- Jalalpur Location in Uttar Pradesh, India
- Country: India
- State: Uttar Pradesh
- District: Ghazipur
- Established: 1943; 83 years ago

Government
- • Type: Panchayati Raj (India)
- • Body: Gram Pradhan

Area
- • Total: 203.9 ha (504 acres)
- Elevation: 70 m (230 ft)

Population (2011)
- • Total: 340
- • Density: 170/km^{2} (430/sq mi)

Languages
- • Official: Bhojpuri, Hindi, Urdu
- Time zone: UTC+5:30 (IST)
- PIN: 232326
- Telephone code: 05497
- Vehicle registration: UP 61

= Jalalpur, Ghazipur =

Jalalpur is a village located in Zamania tehsil of Ghazipur district of Uttar Pradesh, India. The village was originally a part of Dewaitha but was later made into a separate village. The village derived its name from Jalaluddin Khan who was a child of Wasil Khan (First Pradhan and Raja of Dewaitha). Wasil Khan was referred to as the most charitable and helping person of Dewaitha and nearby villages. The name Jalalpur was kept in honour of Wasil Khan who was father of Jalaluddin Khan.
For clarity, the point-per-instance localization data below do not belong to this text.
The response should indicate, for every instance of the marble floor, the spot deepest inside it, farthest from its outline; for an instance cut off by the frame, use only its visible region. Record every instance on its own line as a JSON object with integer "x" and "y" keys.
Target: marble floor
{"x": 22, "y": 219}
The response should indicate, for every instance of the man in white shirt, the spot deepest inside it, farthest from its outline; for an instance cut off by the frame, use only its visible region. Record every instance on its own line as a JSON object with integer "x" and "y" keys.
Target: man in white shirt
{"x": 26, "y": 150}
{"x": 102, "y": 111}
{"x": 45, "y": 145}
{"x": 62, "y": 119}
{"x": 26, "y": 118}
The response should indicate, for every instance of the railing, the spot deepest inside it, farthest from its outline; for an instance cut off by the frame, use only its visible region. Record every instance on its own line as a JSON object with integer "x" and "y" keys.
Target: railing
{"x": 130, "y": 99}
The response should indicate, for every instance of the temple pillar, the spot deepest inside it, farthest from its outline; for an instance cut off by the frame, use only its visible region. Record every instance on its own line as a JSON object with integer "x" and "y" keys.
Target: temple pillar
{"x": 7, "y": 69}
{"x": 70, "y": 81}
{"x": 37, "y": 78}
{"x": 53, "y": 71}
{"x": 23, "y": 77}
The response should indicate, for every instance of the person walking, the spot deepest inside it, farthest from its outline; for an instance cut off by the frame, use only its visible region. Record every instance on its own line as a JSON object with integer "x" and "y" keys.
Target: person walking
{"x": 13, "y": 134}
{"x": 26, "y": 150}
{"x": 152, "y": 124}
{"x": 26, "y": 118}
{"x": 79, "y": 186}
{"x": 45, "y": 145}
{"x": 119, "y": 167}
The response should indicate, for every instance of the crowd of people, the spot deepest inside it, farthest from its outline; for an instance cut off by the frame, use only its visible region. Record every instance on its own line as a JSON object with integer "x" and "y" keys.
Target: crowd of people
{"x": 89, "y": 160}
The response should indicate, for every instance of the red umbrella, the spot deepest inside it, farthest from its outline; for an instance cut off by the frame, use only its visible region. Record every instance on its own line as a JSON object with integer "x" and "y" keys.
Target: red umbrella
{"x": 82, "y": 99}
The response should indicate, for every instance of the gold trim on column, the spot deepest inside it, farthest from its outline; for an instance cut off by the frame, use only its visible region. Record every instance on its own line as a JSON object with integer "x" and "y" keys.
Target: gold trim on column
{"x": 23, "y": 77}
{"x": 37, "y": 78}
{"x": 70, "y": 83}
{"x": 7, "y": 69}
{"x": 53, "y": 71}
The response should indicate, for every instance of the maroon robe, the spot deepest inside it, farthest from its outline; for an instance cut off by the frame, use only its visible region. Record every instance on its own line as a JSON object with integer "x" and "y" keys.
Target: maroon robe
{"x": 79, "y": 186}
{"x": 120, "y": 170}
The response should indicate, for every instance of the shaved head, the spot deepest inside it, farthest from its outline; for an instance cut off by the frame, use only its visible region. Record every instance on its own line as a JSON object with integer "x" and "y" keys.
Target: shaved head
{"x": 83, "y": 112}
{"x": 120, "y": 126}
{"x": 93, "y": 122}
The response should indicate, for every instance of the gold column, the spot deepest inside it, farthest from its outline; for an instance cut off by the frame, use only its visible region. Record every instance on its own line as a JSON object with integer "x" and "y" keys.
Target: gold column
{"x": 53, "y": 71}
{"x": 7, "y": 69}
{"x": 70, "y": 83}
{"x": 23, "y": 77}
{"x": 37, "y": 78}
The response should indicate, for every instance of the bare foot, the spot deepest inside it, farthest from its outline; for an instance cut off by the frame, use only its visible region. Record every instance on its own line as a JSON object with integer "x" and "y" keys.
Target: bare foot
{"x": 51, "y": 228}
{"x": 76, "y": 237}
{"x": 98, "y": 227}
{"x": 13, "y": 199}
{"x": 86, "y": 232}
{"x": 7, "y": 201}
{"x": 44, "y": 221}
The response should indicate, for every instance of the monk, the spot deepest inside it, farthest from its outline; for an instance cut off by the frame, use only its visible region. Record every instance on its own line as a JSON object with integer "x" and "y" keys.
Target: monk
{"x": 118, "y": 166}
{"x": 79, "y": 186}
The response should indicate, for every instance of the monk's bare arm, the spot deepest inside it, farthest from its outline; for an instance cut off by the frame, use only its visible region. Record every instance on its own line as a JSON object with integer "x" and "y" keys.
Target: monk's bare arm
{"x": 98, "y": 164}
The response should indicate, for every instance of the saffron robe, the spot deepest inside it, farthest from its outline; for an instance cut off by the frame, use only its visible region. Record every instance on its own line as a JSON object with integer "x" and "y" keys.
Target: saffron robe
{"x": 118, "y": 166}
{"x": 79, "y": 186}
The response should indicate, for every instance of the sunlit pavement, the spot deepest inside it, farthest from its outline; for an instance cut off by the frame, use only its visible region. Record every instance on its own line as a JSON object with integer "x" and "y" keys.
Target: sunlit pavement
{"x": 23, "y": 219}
It is said that Wasil Khan and his brothers bought land and after some year donated almost 150 acres of land to poor people for the establishment of this village so the people named the village after Wasil Khan's son, Jalaluddin Khan. Jalaluddin Khan also served as the Pradhan of Dewaitha. The village of Jalalpur was previously known as Babhanpura, a large population of Brhaman family's also here who shifted here in 1950s and bought land from poor families who went to the cities. Much of the land donated by Wasil Khan and his brother was owned by Braahman and Rajput families of nearby villages.